C’est un lieu commun de dire que l’essence de l’État de droit est l’égalité de tous devant la loi, sans aucune discrimination. Il s’agit cependant d’un idéal qui, s’il n’est jamais pleinement réalisé dans le monde réel, sert en tant que « modèle », de baromètre pour qualifier les États actuels et passés.

Ces dernières années, notre région s’est éloignée de ce modèle idéal, mais cet écart n’est pas beaucoup plus important qu’il ne l’a été dans notre histoire du sud et, bien que certains faits soient inquiétants, il est généralement moins marqué qu’à d’autres époques de génocide.
Néanmoins, le cas de l’État plurinational de Bolivie présente des particularités vraiment alarmantes, car à partir d’un coup d’État évident qui, suite à la pression militaire, a forcé la démission du président et du vice-président, un régime s’est installé qui « s’auto-justifie » sous le prétexte d’une fraude électorale présumée qui, l’OEA a du le constater, n’existait pas (sur 30 000 bureaux, des « irrégularités » ont été détectées dans 260, ce qui n’a en rien pu modifier le résultat). Les médias dominants et l’incroyable malversation d’un fonctionnaire international ont permis à la fake news de suivre son cours.
Ce qui est certain, c’est qu’en Bolivie, le 22 janvier, les mandats des pouvoirs constitutionnel de l’Exécutif et du Législatif ont expirés.
Face à cette situation, au lieu de suivre les étapes en cas d’acéphalie et de remettre le gouvernement à l’autorité constitutionnelle restée en place, c’est-à-dire le président de la plus haute juridiction, afin qu’il puisse convoquer des élections et que le peuple puisse décider qui il veut qui le gouverne — comme cela s’est fait à une autre occasion, avec une heureuse fin démocratique — le Législatif a décidé — pour lui-même et devant lui-même — de « prolonger » son mandat (qui n’émanait pas de lui-même, mais du peuple) jusqu’aux élections qu’il a convoquées lui-même le 3 mai prochain.

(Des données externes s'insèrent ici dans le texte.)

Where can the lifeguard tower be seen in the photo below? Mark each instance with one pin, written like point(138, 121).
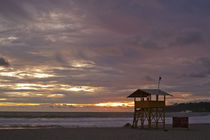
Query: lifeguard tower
point(149, 105)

Jusqu’à cette date, l’Exécutif (et non le pouvoir, dont on ne sait pas très bien qui l’exerce) continuera à être exercé par une ex-sénatrice (dont le mandat, bien sûr, a également expiré le 22 janvier) désignée par une minorité (elle appartient à un parti qui a obtenu 4 % des voix).
Le régime qui contrôle la Bolivie en ce moment a non seulement violé l’immunité diplomatique et expulsé des diplomates, mais a également, en usant de fausses garanties, fait quitter l’ambassade d’Argentine à l’ancien ministre de l’Intérieur, pour l’isoler dans une maison assiégée par des groupes armés à l’instigation d’un agent nostalgique du franquisme espagnol (Vox), jusqu’à ce qu’il soit hospitalisé et emprisonné.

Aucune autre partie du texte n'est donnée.